C'est à nous, le peuple, qu'il appartient de faire entendre notre amour
de la civilisation, notre incompréhension face à la barbarie résultant
de la multiplication de nos petites lâchetés, de nos petites
démissions, de nos petits égoïsmes.
Dans les fermes de nos grand-parents, il y avait une assiette de plus
que le nombre de convives et de la place dans la grange, pour ceux qui
"faisaient la route", de ferme en ferme...
Peu à peu, nous avons oublié ces gestes de fraternité élémentaire qui ont construit l'humanité.

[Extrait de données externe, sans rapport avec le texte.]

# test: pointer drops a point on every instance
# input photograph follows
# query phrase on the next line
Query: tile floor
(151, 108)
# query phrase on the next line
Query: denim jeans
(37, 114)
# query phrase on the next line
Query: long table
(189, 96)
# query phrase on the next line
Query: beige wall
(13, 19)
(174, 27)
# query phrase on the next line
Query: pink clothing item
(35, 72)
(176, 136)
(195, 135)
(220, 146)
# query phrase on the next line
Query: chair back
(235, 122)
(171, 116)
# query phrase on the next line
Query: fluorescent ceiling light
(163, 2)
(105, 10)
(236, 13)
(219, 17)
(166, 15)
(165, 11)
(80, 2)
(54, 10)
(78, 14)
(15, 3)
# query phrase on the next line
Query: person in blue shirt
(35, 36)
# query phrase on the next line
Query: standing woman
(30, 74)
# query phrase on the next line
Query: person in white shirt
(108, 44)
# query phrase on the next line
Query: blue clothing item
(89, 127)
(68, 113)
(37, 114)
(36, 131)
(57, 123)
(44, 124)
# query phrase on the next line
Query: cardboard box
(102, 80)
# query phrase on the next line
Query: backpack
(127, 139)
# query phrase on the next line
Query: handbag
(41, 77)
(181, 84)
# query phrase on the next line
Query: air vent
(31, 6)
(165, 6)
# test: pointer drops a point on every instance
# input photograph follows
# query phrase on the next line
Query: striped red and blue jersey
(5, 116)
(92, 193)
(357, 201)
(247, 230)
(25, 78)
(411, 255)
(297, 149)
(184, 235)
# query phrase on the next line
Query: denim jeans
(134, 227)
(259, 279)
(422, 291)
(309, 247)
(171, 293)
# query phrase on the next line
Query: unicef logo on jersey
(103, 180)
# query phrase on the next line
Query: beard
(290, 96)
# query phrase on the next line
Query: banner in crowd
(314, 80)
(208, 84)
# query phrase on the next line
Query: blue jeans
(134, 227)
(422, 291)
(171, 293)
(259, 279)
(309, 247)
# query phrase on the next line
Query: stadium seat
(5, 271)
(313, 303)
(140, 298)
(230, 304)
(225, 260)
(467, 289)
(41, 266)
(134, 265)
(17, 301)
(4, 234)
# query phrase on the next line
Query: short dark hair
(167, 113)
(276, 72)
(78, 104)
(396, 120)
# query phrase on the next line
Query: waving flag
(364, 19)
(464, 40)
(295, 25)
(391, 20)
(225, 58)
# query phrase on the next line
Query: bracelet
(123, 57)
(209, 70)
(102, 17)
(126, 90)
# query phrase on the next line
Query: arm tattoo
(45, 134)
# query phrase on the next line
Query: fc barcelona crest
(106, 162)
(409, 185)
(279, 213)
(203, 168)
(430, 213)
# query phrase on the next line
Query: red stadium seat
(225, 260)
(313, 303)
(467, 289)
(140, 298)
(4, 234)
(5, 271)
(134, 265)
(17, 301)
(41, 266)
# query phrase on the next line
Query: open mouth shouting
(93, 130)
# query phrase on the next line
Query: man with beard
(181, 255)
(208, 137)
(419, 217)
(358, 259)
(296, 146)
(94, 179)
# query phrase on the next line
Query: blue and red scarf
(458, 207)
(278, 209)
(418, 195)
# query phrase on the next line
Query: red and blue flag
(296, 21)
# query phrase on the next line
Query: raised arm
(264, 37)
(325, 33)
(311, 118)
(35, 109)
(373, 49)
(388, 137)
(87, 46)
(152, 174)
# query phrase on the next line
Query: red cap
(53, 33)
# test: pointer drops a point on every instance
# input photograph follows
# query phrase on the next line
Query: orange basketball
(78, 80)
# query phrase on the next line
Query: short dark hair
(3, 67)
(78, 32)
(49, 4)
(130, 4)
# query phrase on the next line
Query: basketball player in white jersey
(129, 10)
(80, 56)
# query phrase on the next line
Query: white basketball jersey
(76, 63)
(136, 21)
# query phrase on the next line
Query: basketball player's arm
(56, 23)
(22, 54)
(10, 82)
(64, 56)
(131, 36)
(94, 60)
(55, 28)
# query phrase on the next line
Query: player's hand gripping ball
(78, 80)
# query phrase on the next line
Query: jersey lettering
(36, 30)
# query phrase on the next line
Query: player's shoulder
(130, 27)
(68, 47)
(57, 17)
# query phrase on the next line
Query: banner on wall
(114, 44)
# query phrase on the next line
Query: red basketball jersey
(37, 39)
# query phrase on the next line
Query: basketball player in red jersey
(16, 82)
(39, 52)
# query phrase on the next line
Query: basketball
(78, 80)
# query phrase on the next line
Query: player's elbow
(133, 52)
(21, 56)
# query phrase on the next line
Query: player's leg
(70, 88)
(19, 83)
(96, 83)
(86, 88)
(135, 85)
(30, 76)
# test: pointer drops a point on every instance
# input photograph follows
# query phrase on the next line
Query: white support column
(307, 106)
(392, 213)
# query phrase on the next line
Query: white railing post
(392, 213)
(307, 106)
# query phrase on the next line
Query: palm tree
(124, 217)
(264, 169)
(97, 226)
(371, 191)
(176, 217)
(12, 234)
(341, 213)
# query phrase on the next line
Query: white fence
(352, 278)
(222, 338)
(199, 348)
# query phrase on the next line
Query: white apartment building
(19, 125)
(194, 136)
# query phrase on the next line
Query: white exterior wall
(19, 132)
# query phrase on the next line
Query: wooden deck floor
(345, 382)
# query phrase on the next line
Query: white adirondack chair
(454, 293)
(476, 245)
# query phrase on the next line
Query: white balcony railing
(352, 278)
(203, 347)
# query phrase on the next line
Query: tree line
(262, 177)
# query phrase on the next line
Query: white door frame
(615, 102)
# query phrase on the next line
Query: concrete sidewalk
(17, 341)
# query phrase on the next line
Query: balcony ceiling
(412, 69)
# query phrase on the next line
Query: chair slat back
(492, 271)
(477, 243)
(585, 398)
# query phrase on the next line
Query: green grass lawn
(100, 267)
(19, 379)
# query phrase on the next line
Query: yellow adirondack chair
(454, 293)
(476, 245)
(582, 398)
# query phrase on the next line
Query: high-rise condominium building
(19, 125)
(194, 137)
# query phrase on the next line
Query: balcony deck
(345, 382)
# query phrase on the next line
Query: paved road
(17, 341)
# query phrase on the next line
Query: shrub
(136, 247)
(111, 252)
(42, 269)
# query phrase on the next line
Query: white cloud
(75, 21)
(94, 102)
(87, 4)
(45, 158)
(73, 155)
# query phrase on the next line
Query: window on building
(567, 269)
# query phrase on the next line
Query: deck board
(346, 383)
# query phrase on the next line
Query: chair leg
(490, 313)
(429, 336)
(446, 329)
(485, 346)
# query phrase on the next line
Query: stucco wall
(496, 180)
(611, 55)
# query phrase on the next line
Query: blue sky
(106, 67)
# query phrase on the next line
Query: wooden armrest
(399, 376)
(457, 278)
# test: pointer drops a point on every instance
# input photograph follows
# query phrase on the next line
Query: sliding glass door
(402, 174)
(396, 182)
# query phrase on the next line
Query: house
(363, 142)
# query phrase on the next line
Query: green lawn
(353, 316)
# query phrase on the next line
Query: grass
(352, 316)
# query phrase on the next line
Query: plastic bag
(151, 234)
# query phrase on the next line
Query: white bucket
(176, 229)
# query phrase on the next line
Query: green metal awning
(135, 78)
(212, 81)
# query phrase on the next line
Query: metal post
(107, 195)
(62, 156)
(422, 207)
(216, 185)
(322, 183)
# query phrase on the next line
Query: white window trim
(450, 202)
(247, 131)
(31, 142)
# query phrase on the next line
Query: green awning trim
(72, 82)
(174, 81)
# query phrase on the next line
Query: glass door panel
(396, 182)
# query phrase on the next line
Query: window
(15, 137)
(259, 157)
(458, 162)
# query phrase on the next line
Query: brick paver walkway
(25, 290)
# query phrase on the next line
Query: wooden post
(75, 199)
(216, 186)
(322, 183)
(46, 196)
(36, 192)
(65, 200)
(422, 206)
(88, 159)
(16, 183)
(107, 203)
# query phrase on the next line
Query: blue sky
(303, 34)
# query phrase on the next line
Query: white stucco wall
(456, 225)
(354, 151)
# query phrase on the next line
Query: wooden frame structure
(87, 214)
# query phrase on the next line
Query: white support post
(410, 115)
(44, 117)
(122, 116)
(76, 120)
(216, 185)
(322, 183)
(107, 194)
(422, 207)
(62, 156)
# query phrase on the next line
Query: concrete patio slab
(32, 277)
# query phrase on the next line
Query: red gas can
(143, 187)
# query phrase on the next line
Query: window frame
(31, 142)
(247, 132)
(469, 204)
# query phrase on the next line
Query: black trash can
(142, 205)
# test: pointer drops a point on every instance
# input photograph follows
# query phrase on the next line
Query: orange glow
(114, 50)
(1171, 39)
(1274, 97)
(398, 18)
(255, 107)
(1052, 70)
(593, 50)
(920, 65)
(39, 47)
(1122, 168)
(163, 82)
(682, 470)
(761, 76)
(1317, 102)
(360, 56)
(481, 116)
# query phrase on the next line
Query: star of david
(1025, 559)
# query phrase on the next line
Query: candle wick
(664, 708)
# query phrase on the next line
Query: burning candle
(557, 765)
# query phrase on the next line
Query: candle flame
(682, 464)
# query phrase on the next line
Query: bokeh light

Nous sommes devenus égoïstes et peureux.
Si nous retrouvons notre nature humaine, les élus de la "droite
décomplexée", ceux-là qui endettent les possédés au profit des
possédants, ceux-là qui détruisent les biens communs au profit
d'intérêts privés, ceux-là qui autorisent la récupération des fruits du
travail de tous au profit de quelques-uns, ceux-là grâce à qui nous ne
pensons qu'à consommer au mépris de notre amour des hommes, au mépris
de la liberté, au mépris de l'égalité, au mépris de la fraternité, au
mépris de nous-même, ceux-là disparaîtront d'eux-même.
Soyons civilisés, les politiques suivront.